El detective era mi alter ego. Quizás yo sería el alter ego de alguien. O de algo. Pero el detective, el escritor ficticio y yo, el escritor de verdad, estábamos unidos. Pésimamente unidos, pues nuestros movimientos no se compenetraban en absoluto, y a veces uno se perdía en su realidad y era imposible traerlo de vuelta. El detective con frecuencia se perdía en la nieve, en la página blanca. Quizás le desagradaba tener que morirse. 

A mi tampoco me gustaba que el héroe tuviera que morir para que todo luciese mejor. La gabardina, el cigarrillo... con frecuencia desaparecían y me veía a mí mismo en su lugar. Me veía resbalando inerte contra la pared, sabiendo que los buenos habían ganado. Dormía más tiempo para soñar con algo que pudiese escribirse. Un final. 

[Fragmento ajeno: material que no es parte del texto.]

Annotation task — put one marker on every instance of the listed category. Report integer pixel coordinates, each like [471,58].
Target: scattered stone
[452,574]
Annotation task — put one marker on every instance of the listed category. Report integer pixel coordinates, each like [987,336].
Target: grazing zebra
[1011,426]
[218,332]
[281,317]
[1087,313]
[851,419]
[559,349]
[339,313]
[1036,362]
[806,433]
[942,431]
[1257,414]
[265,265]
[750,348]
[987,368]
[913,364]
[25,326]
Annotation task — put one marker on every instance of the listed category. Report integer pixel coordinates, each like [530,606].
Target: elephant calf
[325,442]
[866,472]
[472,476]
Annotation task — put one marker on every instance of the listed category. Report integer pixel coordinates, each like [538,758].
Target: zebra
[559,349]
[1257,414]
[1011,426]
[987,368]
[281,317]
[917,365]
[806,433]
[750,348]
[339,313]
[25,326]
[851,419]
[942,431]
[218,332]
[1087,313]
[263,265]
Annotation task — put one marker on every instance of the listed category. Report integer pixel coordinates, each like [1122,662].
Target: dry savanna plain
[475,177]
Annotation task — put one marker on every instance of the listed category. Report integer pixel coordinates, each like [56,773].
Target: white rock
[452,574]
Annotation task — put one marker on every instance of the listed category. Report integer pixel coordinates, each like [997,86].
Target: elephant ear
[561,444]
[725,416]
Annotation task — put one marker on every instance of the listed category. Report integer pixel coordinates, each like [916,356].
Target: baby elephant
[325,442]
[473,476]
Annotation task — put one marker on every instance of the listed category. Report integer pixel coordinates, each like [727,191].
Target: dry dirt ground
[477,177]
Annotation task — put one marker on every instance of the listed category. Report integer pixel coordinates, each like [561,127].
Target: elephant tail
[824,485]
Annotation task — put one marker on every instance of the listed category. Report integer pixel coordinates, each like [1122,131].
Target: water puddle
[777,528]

¡Principio-nudo-final, principio-nudo-final! ¡Menuda basura! En la casa de los monos me di cuenta de que esa estructura era imposible. Cuando intentas armonizar tantas realidades te acabas desquiciando. A veces las cosas cambian de lugar. La ruptura sin sentido se sitúa al principio, el detective en el acantilado es la mitad, mi alter ego naciendo entre sangre y llantos es el final. Nada tiene sentido. Y todo armoniza. Dejé de escribir sobre imaginar que escribía y conté la historia de un cadáver, y de unas franjas de luz en las persianas que... espera, eso es el final. Hubo una epidemia de flashbacks y los personajes se mezclaban y deformaban, y los niños salían del cerebro y las cosas fuera de la ciudad dejaron de importarme demasiado. No sé si era esa ciudad en concreto o pasaría en todas las demás, lo de volverme loco. Y la femme fatale (o su ausencia) se volvía de cristal y se perdía entre ecos. 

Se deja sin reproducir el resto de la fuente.